We identified four PDF objects which allow calling arbitrary actions (Page, Annotation, Field, and Catalog). Most objects offer multiple alternatives for this purpose. For example, the Catalog object, defines the OpenAction or additional actions (AA) events. Each event can launch any sequence of PDF actions, for example, Launch, Thread, etc. JavaScript actions can be embedded within documents. It opens a new area for attacks, for example, new annotations can be created that can have actions which once again lead to accessing file handles.

Denial of Service

The goal of the denial of service class of attacks is enforcing to process PDF applications in consuming all available resources (i.e., computing time or memory) or causes them to crash by opening a specially crafted PDF document. We identified two variants: Infinite Loop and Deflate Bomb.

Infinite Loop

This variant induces an endless loop causing the program execution to get stuck. The PDF standard allows various elements of the document structure to reference to themselves, or to other elements of the same type.

Action loop: PDF actions allow to specify a Next action to be performed, thereby resulting in "action cycles".

ObjStm loop: Object streams may extend other object streams allows the crafting of a document with cycles.

Outline loop: PDF documents may contain an outline. Its entries, however, can refer to themselves or each other.

Calculations: PDF defines "Type 4" calculator functions, for example, to transform colors. Processing hard-to-solve mathematical formulas may lead to high demands of CPU.

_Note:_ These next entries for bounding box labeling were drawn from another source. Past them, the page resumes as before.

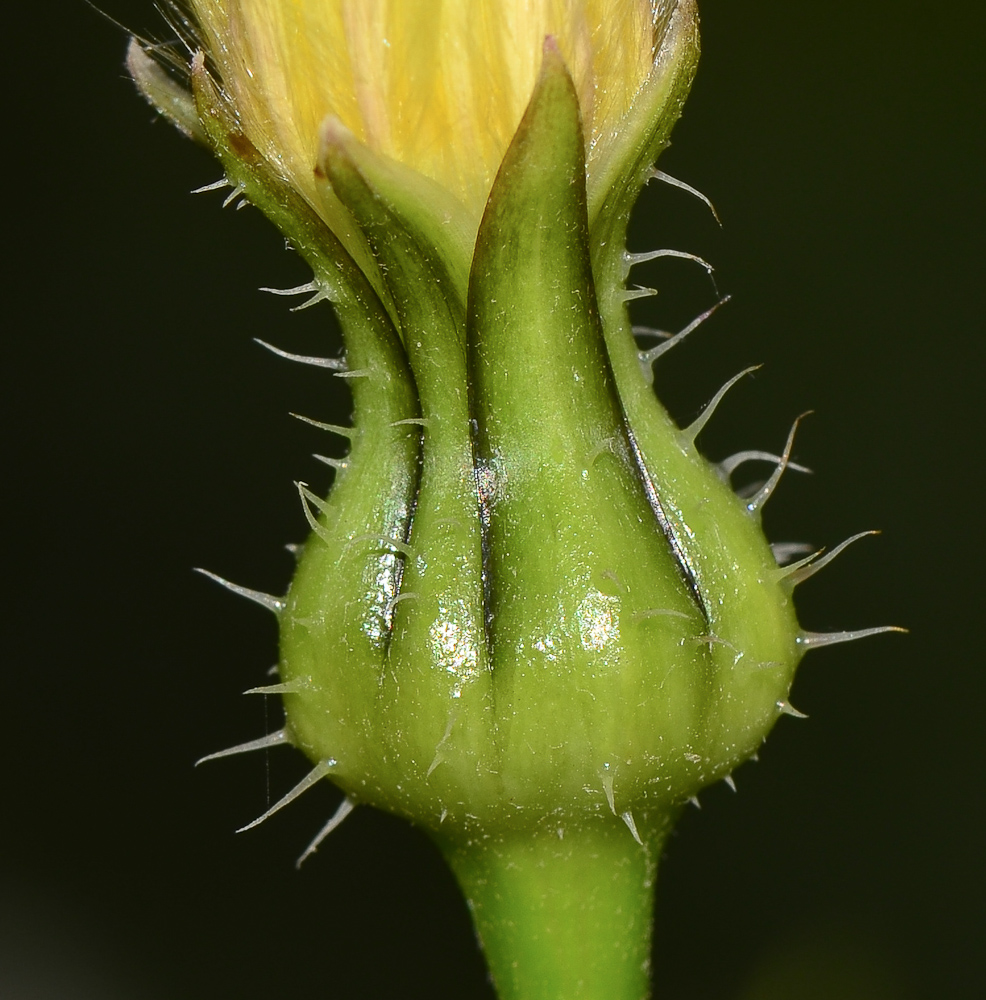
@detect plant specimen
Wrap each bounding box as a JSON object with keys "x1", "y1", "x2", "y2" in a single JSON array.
[{"x1": 128, "y1": 0, "x2": 900, "y2": 1000}]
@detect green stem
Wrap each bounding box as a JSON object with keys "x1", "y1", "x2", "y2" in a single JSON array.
[{"x1": 441, "y1": 817, "x2": 666, "y2": 1000}]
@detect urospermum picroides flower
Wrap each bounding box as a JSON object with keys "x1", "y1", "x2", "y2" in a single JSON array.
[{"x1": 128, "y1": 0, "x2": 896, "y2": 1000}]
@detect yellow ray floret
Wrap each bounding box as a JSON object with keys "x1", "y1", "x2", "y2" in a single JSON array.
[{"x1": 191, "y1": 0, "x2": 668, "y2": 214}]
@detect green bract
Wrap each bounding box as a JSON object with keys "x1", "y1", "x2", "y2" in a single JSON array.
[{"x1": 129, "y1": 5, "x2": 900, "y2": 1000}]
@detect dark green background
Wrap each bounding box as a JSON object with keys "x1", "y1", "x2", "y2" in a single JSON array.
[{"x1": 0, "y1": 0, "x2": 986, "y2": 1000}]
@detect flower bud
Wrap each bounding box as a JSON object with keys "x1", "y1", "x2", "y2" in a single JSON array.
[{"x1": 129, "y1": 0, "x2": 896, "y2": 1000}]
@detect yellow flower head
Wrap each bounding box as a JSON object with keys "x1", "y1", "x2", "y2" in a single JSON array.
[{"x1": 190, "y1": 0, "x2": 691, "y2": 217}]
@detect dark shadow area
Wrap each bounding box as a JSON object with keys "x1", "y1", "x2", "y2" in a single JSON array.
[{"x1": 0, "y1": 0, "x2": 986, "y2": 1000}]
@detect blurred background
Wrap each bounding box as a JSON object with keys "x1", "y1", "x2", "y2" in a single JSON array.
[{"x1": 0, "y1": 0, "x2": 986, "y2": 1000}]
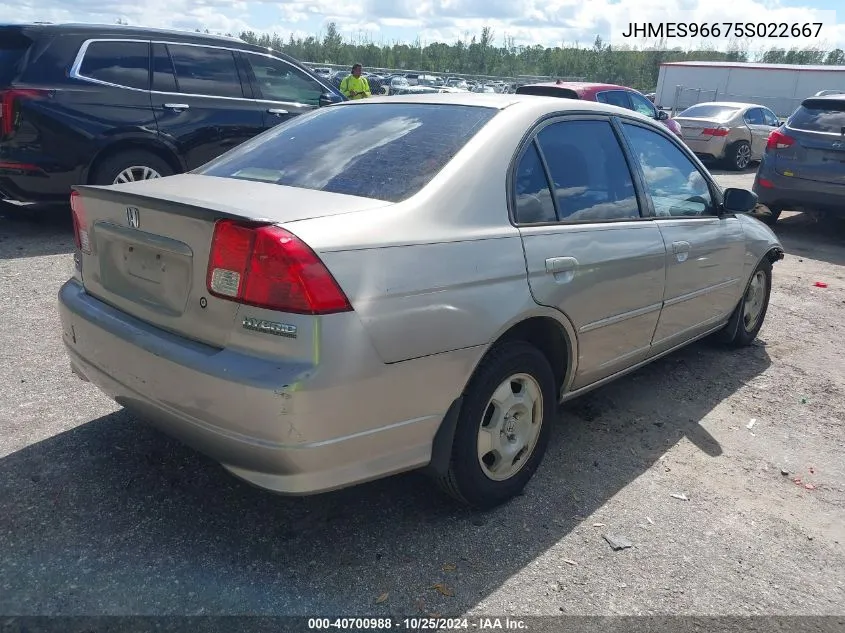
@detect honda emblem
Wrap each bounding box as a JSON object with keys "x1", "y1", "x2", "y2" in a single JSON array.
[{"x1": 126, "y1": 207, "x2": 141, "y2": 229}]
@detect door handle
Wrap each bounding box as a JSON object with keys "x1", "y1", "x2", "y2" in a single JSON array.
[
  {"x1": 672, "y1": 242, "x2": 690, "y2": 262},
  {"x1": 546, "y1": 257, "x2": 578, "y2": 275}
]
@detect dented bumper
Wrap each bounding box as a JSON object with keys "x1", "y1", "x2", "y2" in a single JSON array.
[{"x1": 59, "y1": 280, "x2": 480, "y2": 494}]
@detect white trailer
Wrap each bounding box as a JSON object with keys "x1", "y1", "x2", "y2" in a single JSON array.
[{"x1": 654, "y1": 62, "x2": 845, "y2": 118}]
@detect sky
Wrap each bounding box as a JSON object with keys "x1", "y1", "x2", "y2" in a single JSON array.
[{"x1": 0, "y1": 0, "x2": 845, "y2": 50}]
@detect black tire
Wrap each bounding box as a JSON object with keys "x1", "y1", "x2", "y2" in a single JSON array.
[
  {"x1": 438, "y1": 341, "x2": 557, "y2": 510},
  {"x1": 718, "y1": 258, "x2": 772, "y2": 347},
  {"x1": 90, "y1": 149, "x2": 174, "y2": 185},
  {"x1": 725, "y1": 141, "x2": 751, "y2": 171},
  {"x1": 760, "y1": 207, "x2": 782, "y2": 226}
]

JavaScript: Finally, in case the PDF application processes scripts within documents, infinite loops can be induced.

Deflate Bomb

Data amplification attacks based on malicious zip archives are well-known. The first publicly documented DoS attack using a "zip bomb" was conducted in 1996 against a Fidonet BBS administrator. However, not only zip files but also stream objects within PDF documents can be compressed using various algorithms such as Deflate to reduce the overall file size.

Information Disclosure

The goal of this class of attacks is to track the usage of a document by silently invoking a connection to the attacker's server once the file is opened, or to leak PDF document form data, local files, or NTLM credentials to the attacker.

URL Invocation

PDF documents that silently "phone home" should be considered as privacy-invasive. They can be used, for example, to deanonymize reviewers, journalists, or activists behind a shared mailbox. The attack's goal is to open a backchannel to an attacker-controlled server once the PDF file is opened by the victim.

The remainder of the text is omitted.